1

I am using gcloud storage cp for transferring large amount of data from source bucket to destination bucket.

I am using --no-clobber option to skip the existing file if copied already.

gcloud storage cp -r --no-clobber "gs://test-1/*" "gs://test-2" --encryption-key=XXXXXXXXXXXXXXXX --storage-class=REGIONAL

One of the challenge is I am moving terabytes of data(all files of size KiloBytes) from one bucket to another bucket and source bucket is encrypted with CSEK(Customer supplied encryption keys).

GCP data transfer service doesn't work for buckets encrypted with CSEK.

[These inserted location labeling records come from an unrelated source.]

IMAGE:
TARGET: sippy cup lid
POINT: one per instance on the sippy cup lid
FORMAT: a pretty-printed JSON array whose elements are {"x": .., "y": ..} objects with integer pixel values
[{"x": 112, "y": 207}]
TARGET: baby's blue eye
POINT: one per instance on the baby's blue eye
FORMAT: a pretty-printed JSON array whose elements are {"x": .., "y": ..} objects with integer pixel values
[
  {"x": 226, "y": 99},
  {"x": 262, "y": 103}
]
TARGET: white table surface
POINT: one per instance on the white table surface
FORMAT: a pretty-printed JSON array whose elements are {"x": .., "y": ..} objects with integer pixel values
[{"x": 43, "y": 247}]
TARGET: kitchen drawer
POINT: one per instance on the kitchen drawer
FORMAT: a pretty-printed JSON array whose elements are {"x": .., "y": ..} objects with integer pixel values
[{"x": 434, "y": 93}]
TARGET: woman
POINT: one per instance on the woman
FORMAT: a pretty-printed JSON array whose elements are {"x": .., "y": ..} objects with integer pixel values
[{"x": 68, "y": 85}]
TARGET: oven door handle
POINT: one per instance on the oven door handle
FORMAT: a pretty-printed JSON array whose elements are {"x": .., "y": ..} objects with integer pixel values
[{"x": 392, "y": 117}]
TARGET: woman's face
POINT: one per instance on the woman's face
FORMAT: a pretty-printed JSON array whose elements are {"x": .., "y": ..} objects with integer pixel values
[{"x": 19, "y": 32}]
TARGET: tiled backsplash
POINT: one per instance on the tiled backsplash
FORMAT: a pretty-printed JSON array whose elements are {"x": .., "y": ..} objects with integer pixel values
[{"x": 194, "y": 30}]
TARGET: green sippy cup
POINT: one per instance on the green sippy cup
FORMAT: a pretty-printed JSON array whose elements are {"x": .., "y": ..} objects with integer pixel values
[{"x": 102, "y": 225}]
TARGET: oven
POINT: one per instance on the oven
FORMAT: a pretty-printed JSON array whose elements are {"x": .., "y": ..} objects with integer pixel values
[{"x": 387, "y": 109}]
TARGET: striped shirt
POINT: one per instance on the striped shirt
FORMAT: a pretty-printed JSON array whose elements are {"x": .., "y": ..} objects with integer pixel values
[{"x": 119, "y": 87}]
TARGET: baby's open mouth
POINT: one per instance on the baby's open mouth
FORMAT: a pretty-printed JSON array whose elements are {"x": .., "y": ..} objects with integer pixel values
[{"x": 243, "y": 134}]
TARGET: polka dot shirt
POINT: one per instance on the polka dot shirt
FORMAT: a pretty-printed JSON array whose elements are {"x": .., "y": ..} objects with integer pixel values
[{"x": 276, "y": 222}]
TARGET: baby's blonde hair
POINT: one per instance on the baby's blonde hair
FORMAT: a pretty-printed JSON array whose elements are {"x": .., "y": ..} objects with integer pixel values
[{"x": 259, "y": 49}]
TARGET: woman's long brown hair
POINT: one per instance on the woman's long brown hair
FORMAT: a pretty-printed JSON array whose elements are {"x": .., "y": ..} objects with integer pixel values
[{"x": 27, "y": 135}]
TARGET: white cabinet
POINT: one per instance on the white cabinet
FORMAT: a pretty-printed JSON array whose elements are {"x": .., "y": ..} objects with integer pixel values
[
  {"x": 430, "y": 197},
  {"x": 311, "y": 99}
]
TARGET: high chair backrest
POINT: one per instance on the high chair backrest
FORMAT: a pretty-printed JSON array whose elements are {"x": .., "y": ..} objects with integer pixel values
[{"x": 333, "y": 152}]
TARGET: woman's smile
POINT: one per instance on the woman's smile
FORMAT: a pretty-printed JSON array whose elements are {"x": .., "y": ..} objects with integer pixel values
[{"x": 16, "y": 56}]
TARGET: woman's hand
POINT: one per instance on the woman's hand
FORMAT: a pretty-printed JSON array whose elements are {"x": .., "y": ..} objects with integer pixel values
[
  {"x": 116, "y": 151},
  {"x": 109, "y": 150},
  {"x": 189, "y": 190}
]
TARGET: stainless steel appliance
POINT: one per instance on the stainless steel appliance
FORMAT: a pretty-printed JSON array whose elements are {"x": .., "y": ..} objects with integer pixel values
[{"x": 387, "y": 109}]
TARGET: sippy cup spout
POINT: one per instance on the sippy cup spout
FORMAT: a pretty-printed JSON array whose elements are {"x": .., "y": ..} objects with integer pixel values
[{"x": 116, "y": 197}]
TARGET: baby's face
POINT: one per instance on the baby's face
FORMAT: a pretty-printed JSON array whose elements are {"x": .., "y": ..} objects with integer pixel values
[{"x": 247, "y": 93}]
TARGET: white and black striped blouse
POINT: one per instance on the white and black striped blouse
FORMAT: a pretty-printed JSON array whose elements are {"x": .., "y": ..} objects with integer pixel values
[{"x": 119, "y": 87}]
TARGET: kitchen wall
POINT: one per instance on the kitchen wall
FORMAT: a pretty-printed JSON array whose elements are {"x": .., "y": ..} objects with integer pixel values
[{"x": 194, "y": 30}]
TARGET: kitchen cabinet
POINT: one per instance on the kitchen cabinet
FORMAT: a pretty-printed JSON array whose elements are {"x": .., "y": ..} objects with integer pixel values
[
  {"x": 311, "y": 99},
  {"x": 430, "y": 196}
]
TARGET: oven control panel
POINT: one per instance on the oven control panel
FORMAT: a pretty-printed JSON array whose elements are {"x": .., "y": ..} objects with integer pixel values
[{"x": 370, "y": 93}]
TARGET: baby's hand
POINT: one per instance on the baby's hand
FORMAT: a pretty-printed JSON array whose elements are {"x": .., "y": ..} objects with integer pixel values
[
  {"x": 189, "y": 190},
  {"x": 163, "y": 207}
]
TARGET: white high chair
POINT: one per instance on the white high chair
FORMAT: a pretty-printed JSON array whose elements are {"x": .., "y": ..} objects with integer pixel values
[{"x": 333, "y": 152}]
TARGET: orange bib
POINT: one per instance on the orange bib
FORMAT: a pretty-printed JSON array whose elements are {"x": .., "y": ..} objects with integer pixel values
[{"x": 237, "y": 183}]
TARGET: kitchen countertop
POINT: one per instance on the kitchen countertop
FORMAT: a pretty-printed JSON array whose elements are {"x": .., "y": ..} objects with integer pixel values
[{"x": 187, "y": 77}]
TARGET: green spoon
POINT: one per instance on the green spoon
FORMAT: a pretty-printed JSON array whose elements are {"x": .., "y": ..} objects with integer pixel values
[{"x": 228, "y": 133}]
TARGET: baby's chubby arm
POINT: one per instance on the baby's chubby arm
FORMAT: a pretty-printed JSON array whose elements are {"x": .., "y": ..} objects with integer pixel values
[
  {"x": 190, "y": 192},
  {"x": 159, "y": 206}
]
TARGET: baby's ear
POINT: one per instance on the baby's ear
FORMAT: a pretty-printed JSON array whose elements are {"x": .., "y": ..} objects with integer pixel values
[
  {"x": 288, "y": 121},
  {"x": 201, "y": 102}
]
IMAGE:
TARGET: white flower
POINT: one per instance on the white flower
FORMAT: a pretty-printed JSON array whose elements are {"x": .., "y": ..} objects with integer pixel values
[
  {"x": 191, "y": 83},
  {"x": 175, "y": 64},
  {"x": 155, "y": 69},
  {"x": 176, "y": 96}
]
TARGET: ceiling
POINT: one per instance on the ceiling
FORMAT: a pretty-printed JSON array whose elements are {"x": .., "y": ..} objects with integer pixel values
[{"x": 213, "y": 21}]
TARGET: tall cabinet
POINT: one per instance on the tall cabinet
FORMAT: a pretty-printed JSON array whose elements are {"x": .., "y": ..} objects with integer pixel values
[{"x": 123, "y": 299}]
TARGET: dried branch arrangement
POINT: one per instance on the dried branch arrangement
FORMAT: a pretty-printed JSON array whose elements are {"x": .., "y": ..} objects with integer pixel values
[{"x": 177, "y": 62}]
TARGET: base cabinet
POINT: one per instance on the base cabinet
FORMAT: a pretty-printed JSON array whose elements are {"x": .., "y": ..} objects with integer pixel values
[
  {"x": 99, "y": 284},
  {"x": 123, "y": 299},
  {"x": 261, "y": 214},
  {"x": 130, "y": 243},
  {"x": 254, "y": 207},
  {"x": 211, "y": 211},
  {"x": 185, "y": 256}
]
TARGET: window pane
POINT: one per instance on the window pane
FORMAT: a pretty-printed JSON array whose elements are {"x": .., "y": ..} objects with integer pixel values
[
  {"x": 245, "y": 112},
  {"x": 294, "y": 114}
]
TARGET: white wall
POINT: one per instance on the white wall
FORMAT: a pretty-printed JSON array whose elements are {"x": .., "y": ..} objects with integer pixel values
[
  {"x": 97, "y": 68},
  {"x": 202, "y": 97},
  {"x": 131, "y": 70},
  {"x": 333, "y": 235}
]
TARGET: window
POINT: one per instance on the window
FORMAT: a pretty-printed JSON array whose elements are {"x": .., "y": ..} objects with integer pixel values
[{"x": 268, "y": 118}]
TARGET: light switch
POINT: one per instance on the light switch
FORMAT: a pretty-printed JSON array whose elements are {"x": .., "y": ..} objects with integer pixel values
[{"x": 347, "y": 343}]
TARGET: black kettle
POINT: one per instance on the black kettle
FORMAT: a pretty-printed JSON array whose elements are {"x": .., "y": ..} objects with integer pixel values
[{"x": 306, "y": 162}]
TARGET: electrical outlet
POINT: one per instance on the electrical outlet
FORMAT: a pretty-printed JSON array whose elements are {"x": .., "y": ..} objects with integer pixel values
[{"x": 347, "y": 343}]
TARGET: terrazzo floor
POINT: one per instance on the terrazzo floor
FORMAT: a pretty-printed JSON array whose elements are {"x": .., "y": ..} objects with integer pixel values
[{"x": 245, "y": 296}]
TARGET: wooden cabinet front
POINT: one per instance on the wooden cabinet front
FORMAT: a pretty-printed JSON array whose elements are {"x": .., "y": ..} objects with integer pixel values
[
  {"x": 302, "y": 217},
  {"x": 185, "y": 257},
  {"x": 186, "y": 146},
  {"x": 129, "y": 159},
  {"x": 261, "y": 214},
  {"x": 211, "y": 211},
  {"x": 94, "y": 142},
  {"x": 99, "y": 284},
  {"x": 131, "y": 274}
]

Since I am aware that it will take lots of time so I will start this process on long running VMs. Now in case of intermittent network or zonal failures, we might have to restart the gcloud storage cp command.

For e.g. Copying from gs://test-1 to gs://test-2 took ~7.35 hours(with 837136 files | 3.5GiB size) from my local machine(Apple MacBook Pro M1 with 32GB RAM). Time taken was relatively high and can be due to overhead of encryption and decryption in cloud.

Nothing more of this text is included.